# eggs didn't hatch



## susan (Jun 8, 2011)

Hi, The due date for Ramon and CHerub's eggs has past (Monday 6-20 was hatch date for the 4th egg). Sadley, no hatchlings. Can somebody tell me how long should I leave them until they reject them? Or is it advisable to take them away? They are so devoted! It is going to break their little hearts!


----------



## lperry82 (Aug 2, 2010)

Have you checked the eggs if they are fertile ?


----------



## MeanneyFids (Aug 24, 2010)

if theyre still sitting, leave them until they give up on them.


----------



## susan (Jun 8, 2011)

Thank you DallyTsuka and Iperry. That is the answer I was hoping for.
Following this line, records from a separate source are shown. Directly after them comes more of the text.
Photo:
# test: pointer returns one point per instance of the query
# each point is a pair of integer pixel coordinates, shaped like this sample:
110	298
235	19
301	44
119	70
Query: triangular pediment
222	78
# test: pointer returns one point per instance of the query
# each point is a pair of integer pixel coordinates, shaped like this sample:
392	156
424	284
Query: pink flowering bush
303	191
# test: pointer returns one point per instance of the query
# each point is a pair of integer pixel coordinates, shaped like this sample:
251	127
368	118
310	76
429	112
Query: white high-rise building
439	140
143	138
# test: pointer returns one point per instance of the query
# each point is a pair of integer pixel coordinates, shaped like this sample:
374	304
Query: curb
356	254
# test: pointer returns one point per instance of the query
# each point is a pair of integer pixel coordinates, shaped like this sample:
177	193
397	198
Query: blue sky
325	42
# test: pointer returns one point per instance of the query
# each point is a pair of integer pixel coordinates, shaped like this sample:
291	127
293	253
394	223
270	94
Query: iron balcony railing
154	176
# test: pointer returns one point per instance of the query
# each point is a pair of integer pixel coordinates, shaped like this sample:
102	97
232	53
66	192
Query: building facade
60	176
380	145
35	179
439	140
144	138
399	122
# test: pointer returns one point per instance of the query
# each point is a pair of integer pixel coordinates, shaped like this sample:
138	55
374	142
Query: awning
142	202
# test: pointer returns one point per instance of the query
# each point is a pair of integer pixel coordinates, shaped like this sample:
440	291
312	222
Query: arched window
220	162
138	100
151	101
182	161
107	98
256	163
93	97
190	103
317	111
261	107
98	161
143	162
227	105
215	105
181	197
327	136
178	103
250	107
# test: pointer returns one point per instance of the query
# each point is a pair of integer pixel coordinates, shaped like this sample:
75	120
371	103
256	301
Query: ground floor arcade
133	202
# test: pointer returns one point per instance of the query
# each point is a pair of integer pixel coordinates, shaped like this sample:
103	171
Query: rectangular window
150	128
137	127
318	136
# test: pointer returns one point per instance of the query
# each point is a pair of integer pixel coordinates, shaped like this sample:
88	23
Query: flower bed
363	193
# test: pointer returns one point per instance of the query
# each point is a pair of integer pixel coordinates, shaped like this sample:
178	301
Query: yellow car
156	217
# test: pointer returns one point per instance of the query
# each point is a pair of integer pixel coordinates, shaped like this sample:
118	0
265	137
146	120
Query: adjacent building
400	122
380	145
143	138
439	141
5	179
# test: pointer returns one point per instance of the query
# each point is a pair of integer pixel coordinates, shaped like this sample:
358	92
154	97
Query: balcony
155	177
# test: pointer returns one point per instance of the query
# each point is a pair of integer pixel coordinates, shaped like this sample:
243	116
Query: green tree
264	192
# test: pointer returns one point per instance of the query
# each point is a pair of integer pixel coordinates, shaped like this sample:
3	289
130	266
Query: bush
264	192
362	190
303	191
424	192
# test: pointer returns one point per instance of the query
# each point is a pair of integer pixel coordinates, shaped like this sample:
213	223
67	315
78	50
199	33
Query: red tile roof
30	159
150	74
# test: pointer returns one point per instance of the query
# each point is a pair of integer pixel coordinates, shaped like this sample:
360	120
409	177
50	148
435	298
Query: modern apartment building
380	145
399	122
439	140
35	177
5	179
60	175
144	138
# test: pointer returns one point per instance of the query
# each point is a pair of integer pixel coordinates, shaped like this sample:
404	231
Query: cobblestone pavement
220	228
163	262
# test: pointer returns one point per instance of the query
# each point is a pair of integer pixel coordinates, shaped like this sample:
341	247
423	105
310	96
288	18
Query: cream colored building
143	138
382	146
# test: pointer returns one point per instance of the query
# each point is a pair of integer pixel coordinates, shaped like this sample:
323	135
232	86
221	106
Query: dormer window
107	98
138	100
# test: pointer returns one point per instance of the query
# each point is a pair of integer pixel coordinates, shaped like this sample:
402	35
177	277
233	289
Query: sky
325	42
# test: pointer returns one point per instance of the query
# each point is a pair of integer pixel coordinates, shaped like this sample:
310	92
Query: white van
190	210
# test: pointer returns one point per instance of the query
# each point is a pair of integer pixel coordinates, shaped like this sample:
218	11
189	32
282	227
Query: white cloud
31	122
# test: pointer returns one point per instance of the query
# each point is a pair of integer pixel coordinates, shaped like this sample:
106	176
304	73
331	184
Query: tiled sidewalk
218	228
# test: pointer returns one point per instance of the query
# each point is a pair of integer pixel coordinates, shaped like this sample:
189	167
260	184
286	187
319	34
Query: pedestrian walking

I candled on the 5th day of incubation and saw the red spider like veins in one of them. I didn't check all. I am new and at this and was very worried I might damage the eggs. The problem I think happened on the 4th day of incubation when they had the night frights and were off the eggs for 5 hours. I spoke with their vet and he told me not to worry that if the eggs didn't survive they would know and would reject them. I will take your advice Dally and leave them sitting. I don't think I have the heart to take them away anyway.


----------



## MeanneyFids (Aug 24, 2010)

if they were off the eggs for 5 hours in the night from a nightfright then the eggs chilled and they died. but let them give up on them before you remove them

will you be breeding them again? if so, we will be here to help you out with anything you need


----------



## susan (Jun 8, 2011)

Hi dallytsukai i am so greatful for your advise! As for breeding again I will be very happy if they decide to try again. I will be better prepared. I am learning so much from this site. Thank you!


----------